Small's modernist marvel. (Courtesy John Morris,

Small’s modernist marvel. (Courtesy John Morris,

A group of North Carolina preservationists is trying to protect a local piece of modernist history from the impending wrecking ball. The News & Observer reported that a group called North Carolina Modernist Houses (NCMH) has started a campaign to save the former Raleigh Orthopaedic Clinic building, which was designed by Raleigh architect G. Milton Small over 50 years ago.

“The building is really Raleigh’s finest example of international architecture,” said George Smart, the head of NCMH, who noted that Small studied under Mies van der Rohe at IIT.

Rendering of the building that's proposed to replace the mid-century structure. (Courtesy NAI Carolantic Realty)

Rendering of the building that’s proposed to replace the mid-century structure. (Courtesy NAI Carolantic Realty)

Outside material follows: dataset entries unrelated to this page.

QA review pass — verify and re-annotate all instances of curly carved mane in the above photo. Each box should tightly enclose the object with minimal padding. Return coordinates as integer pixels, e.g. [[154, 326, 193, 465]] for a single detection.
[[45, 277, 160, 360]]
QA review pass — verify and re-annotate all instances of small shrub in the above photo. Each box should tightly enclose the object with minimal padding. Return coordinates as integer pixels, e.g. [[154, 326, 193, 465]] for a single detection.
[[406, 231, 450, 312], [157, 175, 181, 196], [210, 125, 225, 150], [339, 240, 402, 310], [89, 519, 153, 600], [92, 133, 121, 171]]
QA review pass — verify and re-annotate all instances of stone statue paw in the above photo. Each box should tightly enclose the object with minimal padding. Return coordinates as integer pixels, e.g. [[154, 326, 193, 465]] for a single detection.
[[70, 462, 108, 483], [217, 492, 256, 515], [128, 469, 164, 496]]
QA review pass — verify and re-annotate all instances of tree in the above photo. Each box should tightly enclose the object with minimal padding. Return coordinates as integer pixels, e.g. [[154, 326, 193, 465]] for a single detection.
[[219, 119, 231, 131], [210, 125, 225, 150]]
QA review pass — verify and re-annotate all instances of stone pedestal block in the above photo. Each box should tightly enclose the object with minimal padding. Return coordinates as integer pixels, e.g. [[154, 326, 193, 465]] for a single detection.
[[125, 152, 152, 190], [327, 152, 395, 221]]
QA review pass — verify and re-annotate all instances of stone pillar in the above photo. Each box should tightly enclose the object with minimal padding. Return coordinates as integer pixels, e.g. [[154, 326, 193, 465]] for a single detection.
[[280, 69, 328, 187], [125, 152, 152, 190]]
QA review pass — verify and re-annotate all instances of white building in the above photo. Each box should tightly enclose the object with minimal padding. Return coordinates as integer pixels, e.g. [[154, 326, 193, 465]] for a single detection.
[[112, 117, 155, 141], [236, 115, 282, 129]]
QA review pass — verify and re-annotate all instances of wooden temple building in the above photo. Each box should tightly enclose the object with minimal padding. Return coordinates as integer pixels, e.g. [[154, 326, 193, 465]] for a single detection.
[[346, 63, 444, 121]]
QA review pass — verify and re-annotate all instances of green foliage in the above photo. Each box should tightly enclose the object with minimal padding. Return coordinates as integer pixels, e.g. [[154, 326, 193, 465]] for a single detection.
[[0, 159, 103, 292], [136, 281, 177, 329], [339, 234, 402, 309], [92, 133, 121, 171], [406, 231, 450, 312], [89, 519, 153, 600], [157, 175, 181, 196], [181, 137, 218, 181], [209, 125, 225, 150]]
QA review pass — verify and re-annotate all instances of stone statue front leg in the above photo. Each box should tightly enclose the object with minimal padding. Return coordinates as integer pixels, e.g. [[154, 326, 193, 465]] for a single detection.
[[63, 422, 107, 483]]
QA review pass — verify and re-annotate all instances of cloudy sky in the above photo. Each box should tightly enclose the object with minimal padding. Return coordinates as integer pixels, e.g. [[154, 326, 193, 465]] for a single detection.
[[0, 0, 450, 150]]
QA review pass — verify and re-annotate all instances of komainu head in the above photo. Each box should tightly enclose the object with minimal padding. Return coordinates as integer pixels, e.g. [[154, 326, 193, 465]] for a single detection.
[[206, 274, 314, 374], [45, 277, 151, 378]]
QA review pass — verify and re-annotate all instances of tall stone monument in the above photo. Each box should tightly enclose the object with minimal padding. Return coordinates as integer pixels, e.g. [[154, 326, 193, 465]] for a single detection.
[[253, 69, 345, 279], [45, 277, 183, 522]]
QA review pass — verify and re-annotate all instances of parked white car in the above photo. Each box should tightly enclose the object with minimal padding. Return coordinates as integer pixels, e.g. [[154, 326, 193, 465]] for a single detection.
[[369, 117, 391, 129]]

The two-story structure is wrapped in floor-to-ceiling windows and a porch, and has a 6,000-square-foot courtyard with a 10-foot decorative brick wall. While the building does not have a national profile or an esepcially famous architect, it was noted for its “taste and design” in a 1965 New York Times cover story.

The building is currently vacant, and its owner has filed plans for a structure twice its size on the site. Construction on that project is expected to begin in a few months, but before that happens, NCMH is making its own push to find a new tenant for the building. They will be hosting an open house at the clinic building on May 7th.